10.     Yellow flowers in a festoon from behind window  ORIEL (or + lei, rev.)  The clue is quite difficult to parse, due to the uneven lengths of the indications of ‘or’ and ‘iel’. Not the last window in the puzzle…

14.     Nightingale that sang in a tree  LIND (2 mngs.)  A nicely worded definition pair referring to a another name of the linden or lime tree, and to Jenny Lind, the 19c soprano known as the ‘Swedish nightingale’.

16.     One famously luckless where it’s easy to get lost in rolling hills  SHLIMAZEL (maze in anag.)  The solution is a Yiddish word that seems to have no ready equivalent in English, maybe because the British response to chronic bad luck would be “mustn’t grumble”.

29.     Sea dog, possibly, endlessly roguish  ARC (arc(h))  Another clever combination. It’s easy to assume that ARC must be an abbreviation for some sort of mariner and then suffer the frustration of not being able to trace it. Better to check the alternative meanings of ‘sea dog’, as one is an arc of light on a foggy horizon, also called a ‘fog-dog’.

34.     Merman e.g., tail to the fore, in river of legend  LETHE (E to end in Ethel)  Another nautical theme and another reference to a leading lady of yore, this time Ethel Merman, star of many 1930s Hollywood musical comedies. The river Lethe in Classical myth ran through Hades, and drinking from it induced forgetfulness.

35.     It’s not far to home with Shakespeare’s Kate around?  STONE’S-THROW (to nest in shrow)  Find the definition ‘It’s not far’ and the rest falls into place. ‘Shakespeare’s Kate’ is a slightly indirect way of indicating the Bard’s alternative spelling of ‘shrew’, the one he didn’t use in the play’s title.


8.       Male on bender (no women), not old?

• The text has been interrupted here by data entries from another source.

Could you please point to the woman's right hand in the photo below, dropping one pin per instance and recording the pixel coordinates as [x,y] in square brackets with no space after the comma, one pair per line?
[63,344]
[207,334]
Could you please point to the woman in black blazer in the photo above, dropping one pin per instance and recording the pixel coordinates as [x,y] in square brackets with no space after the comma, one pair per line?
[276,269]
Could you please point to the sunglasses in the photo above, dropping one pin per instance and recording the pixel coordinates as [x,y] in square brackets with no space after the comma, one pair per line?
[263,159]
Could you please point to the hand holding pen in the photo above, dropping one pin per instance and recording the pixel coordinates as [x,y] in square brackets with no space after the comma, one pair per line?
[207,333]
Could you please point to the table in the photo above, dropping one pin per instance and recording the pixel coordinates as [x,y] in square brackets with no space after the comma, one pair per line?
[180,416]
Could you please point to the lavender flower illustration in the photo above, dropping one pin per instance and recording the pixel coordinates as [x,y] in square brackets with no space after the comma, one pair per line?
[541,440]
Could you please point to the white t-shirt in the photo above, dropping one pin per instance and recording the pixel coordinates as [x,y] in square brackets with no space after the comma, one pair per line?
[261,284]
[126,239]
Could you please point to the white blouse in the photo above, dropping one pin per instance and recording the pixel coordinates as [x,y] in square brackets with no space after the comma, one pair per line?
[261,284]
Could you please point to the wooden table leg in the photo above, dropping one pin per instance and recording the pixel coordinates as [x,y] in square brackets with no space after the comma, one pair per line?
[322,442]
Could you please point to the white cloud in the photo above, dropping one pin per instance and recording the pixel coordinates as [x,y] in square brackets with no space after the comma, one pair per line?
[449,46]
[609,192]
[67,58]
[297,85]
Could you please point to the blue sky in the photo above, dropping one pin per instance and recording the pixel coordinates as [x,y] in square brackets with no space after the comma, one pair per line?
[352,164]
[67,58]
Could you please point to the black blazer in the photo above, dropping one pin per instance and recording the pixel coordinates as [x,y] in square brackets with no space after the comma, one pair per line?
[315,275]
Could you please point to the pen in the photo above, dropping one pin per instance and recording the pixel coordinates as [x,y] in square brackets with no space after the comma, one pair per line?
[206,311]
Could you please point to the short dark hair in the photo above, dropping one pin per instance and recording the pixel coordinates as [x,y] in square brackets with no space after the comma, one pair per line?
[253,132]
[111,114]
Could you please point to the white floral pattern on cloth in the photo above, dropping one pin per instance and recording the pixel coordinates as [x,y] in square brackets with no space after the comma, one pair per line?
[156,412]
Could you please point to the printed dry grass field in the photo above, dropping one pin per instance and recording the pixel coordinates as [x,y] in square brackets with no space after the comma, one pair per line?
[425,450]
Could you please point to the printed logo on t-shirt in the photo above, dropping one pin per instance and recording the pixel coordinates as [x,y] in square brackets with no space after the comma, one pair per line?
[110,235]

Fatal weakness includes one!  HEEL-BONE  (he elbo(w) ne)  A rather ungainly surface to combine all the components of the charade. Beware, as ever, ‘ne’ indicated by ‘not old’. The definition refers, of course, to Achilles’s heel.

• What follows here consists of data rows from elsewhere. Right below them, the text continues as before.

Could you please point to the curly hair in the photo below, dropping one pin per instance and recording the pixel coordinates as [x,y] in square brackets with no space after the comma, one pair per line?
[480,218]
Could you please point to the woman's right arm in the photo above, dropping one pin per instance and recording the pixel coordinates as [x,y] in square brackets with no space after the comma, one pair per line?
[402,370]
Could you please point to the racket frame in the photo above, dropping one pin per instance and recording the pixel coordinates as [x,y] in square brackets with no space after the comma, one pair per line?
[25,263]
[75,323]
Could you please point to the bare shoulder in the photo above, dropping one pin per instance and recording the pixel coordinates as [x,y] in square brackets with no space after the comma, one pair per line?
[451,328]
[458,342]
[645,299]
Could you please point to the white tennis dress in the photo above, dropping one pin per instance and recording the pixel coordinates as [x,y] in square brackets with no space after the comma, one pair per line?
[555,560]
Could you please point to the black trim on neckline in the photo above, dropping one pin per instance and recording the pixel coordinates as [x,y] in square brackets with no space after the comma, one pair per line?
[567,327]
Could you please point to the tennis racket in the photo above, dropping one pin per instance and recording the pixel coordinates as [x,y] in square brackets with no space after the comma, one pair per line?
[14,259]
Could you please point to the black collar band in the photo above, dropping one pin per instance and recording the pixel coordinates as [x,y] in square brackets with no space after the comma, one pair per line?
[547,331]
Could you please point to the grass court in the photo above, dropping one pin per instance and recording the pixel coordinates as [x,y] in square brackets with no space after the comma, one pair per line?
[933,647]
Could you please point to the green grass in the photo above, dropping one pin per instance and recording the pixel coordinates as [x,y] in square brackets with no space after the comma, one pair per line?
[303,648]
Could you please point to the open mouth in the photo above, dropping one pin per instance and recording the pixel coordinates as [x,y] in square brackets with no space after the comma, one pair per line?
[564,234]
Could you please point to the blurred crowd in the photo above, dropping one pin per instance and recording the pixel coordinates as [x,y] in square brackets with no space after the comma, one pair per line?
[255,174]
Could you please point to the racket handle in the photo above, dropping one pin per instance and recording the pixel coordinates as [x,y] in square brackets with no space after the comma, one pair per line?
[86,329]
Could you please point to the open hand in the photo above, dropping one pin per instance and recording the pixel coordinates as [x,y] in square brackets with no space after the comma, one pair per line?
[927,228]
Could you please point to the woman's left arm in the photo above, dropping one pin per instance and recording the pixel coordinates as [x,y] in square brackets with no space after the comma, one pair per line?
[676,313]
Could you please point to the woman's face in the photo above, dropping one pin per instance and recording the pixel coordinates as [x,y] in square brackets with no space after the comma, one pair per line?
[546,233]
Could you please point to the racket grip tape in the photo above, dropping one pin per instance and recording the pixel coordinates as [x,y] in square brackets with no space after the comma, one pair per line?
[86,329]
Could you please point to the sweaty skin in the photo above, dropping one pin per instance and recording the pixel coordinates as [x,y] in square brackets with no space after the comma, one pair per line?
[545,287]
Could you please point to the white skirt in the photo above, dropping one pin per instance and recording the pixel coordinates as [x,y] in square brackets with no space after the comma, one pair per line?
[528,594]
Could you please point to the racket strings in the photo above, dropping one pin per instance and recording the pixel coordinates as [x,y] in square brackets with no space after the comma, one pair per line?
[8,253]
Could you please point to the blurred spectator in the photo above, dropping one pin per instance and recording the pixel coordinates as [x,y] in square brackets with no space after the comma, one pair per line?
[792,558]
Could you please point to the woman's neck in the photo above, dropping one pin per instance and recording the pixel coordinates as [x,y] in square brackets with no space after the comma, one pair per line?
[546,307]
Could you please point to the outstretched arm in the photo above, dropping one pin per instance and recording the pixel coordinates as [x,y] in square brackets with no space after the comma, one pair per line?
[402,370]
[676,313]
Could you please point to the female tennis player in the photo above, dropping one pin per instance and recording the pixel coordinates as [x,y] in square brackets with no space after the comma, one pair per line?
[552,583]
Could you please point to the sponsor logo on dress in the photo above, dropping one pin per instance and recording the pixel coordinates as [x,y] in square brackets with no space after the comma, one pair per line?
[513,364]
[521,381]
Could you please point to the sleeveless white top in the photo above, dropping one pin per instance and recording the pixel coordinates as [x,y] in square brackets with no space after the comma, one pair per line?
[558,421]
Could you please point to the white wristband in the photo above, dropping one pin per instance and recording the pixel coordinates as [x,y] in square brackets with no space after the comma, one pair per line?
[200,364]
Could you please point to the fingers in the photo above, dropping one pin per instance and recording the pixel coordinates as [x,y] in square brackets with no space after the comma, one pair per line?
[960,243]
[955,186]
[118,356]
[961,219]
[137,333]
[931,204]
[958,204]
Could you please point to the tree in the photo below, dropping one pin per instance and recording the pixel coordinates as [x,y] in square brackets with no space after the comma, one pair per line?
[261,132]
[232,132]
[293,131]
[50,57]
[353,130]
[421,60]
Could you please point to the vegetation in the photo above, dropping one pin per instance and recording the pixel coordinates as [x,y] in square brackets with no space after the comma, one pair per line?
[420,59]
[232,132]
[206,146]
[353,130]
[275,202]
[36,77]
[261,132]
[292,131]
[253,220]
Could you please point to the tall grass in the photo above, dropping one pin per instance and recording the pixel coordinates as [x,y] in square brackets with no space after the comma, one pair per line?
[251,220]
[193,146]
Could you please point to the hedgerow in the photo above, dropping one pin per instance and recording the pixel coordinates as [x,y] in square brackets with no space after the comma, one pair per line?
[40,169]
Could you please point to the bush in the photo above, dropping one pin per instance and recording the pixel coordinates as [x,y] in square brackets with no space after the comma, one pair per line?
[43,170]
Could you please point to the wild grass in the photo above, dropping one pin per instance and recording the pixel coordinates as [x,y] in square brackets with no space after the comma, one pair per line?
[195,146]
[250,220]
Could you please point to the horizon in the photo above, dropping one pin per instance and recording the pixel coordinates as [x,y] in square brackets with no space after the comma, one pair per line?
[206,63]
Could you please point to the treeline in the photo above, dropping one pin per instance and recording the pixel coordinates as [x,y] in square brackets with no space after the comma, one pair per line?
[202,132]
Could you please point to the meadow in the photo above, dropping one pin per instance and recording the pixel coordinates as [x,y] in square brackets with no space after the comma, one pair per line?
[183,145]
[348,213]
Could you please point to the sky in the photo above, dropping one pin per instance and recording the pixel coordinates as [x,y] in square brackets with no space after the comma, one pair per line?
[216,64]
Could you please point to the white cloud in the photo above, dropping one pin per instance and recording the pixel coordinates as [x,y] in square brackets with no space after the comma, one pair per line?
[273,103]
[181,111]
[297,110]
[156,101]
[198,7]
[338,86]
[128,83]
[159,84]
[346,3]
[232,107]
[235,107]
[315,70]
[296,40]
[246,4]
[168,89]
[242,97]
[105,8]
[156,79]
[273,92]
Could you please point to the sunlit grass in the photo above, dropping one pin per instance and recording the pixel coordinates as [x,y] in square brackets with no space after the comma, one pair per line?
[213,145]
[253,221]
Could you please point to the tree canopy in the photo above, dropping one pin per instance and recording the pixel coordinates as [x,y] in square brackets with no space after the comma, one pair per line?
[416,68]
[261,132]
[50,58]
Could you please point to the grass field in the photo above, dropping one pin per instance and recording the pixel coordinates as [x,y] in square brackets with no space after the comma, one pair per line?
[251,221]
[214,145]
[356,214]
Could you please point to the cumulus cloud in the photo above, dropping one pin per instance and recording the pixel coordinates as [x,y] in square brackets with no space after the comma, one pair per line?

9.       One coming out laces new dress tight – it produces slow motion  ENDLESS SCREW (anag. less a)  A few possibilities need to be checked (‘ace’ for ‘one’, ‘n’ for ‘new’) before the anagram material is verified.

25.     Fell over? There’s a how-d’ye-do  HILLO (hill o)  A great choice  of words embellishes the surface of a straightforward charade.

30.     She paints numbers etc on cars  REGO (2 mngs.)  The third notable woman in this month’s puzzle is Paula Rego, the Portuguese artist who celebrated her 80th birthday this year. ‘Rego’, pronounced somewhat like Reggio, is also Aussie slang for a registration number.


Other solutions:

Across:  1. SPLASHPROOF (anag.);  12. OLDEN (hidden rev.);  13. BROIDER (I’d in anag. + R);   15. CAP (2 mngs.);  20. MOIMBO (anag.);  22. REVETS (v in steer, rev.);  23. MALKIN (mal kin);  24. ORMERS (RM in anag.);  28. TRAIL-BIKE (anag.);  31. TOLL (2 mngs.);   32. BLASTER (anag.);  33. EMULE (e + mule).

Down:  1. SUBCOMMITTEE (anag.);  2. PARÀ (2 mngs.);  3. LOOPHOLE (loo + H in pole);  4. SIDHA (anag.);  6. ROOMIER (Moor, rev. + anag.);  8. FENESTRA;  11. RISP (s in rip);  17. DIADROMS (anag. in dims);  18. PROFILES (pr. + anag.);  19. BEE-EATER (bee(f)eater);  21. BILLMEN (anag. in ben3);  26. SKATT (hidden);  27. NESH (s in hen, rev.).